Ever sat in a meeting with a clear idea in your mind… but your voice stayed stuck in your throat?
You leave thinking, “Why didn’t I just say it?” And then you replay the whole thing all day.
If this is you, you’re not alone. Research shows that 80% of people experience anxiety before meetings, and an estimated 70% of adults experience imposter syndrome at least once in their lifetime. For many professionals, imposter syndrome at work shows up most intensely in meetings—the exact moments when your voice and expertise matter most.
Many smart, capable professionals struggle to speak up, not because they lack skills, but because understanding their internal fears can help them feel more in control and more hopeful about change.
Let’s name what’s actually going on.
1. Your Brain Still Thinks Staying Silent = Safety
When you sense even the slightest risk of being judged or getting it wrong, your amygdala—the emotional processing centre of your brain—sends a distress signal to your hypothalamus, activating your sympathetic nervous system. This triggers the fight-or-flight response.
The autonomic nervous system cannot distinguish between a deadly physical threat and an imagined difficulty, such as speaking in front of a group. Your body reacts the same way whether you’re facing a lion or a conference room full of colleagues.

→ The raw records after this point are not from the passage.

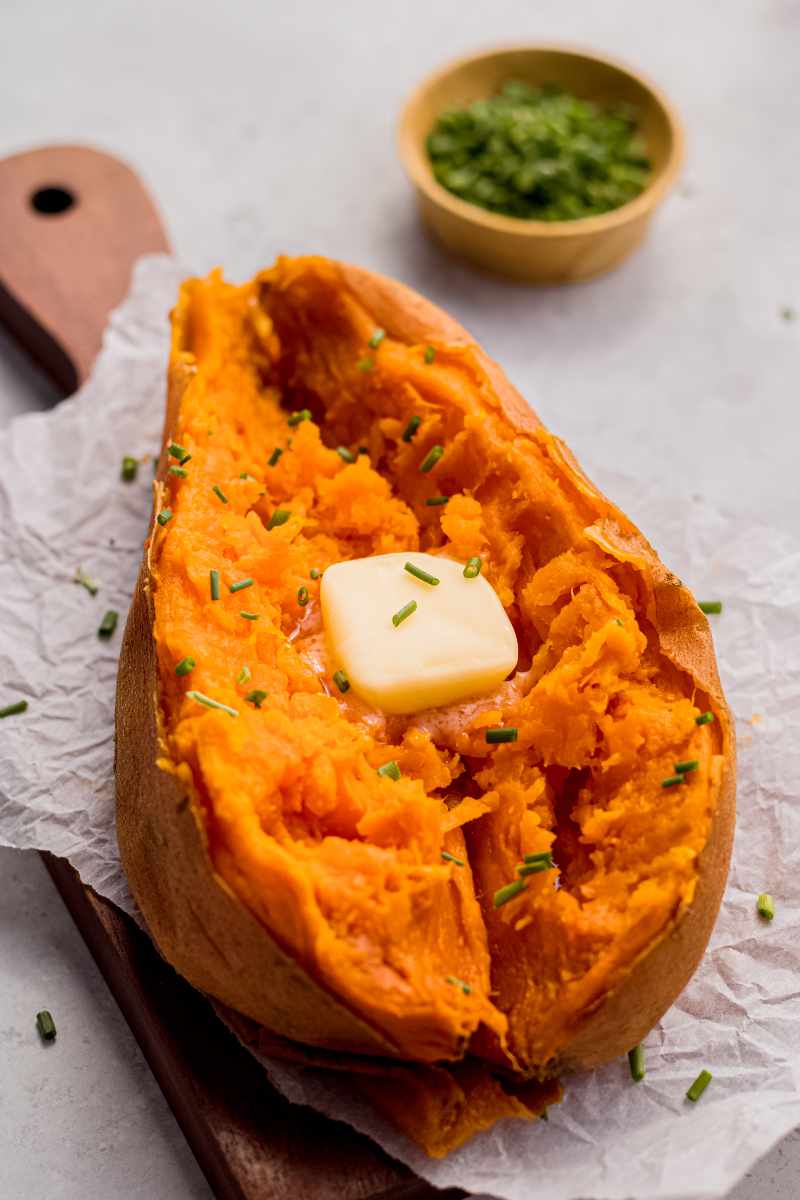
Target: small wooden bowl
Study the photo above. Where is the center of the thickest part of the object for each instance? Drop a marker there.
(539, 251)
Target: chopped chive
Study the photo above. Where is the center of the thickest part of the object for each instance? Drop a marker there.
(411, 427)
(278, 517)
(636, 1062)
(341, 681)
(699, 1086)
(458, 983)
(108, 624)
(46, 1025)
(507, 893)
(419, 574)
(431, 459)
(402, 613)
(85, 581)
(202, 699)
(501, 733)
(130, 468)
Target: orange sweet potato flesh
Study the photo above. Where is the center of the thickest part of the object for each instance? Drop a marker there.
(275, 868)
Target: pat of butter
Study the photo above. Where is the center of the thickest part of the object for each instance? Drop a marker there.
(457, 643)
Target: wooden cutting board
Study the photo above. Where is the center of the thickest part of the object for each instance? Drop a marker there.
(72, 223)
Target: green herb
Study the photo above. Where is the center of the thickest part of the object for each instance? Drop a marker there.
(458, 983)
(108, 624)
(698, 1086)
(202, 699)
(419, 574)
(130, 468)
(636, 1062)
(507, 893)
(539, 154)
(403, 613)
(85, 581)
(278, 517)
(431, 459)
(501, 733)
(411, 427)
(46, 1026)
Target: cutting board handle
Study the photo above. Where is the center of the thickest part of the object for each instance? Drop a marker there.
(72, 223)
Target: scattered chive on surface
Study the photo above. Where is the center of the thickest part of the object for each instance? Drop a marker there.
(202, 699)
(403, 613)
(411, 427)
(46, 1026)
(419, 574)
(636, 1062)
(699, 1086)
(108, 624)
(431, 459)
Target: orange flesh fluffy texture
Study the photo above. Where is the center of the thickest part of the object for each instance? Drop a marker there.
(342, 865)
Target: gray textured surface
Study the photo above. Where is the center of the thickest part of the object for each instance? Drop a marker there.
(264, 127)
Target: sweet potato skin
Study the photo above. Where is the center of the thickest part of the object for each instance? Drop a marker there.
(205, 931)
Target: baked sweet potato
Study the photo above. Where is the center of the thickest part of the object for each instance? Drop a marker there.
(276, 869)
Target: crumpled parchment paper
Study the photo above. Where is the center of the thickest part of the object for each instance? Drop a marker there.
(62, 507)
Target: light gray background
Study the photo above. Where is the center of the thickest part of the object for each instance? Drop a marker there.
(264, 127)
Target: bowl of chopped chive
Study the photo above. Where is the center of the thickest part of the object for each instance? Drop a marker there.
(540, 163)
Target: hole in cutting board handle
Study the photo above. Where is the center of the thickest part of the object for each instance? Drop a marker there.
(52, 201)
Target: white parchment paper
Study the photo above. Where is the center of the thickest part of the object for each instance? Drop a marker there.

Silence feels safer—even if it costs you visibility and confidence. Research from the University of Pennsylvania found that people are more likely to stay silent if they fear they will be shunned for speaking up or aren’t confident enough to take interpersonal risks at work.
Read more: Understanding the Stress Response – Harvard Health.
2. Imposter Syndrome At Work Hijacks Your Voice
That quick, anxious voice pops up: “Who am I to say this?” “What if I sound stupid?”
It’s not logical, but in the moment, it feels powerful enough to freeze you.
Here’s what the research tells us: Imposter syndrome affects an estimated 70% of adults at some point in their lifetime, with 25-30% of high achievers reporting persistent symptoms. A KPMG survey found that 75% of female executives have experienced imposter syndrome at work and throughout their careers.
Even more striking: 86% of people aged 18-34 report feeling they don’t deserve their jobs. You’re not imagining this struggle—it’s epidemic.

People with imposter syndrome aggressively pursue achievement while being unable to accept recognition when success is achieved, leading to increased stress, burnout, and decreased job performance over time.
Read more: Prevalence and Predictors of Imposter Syndrome – Journal of General Internal Medicine.
RTT can address root beliefs and support lasting change, complementing these practical strategies.
3. Old Beliefs Step In—Fast
If you grew up being praised for being “easy,” “quiet,” or “not making mistakes,” your mind learned that visibility = risk. Those programs still run in the background at work.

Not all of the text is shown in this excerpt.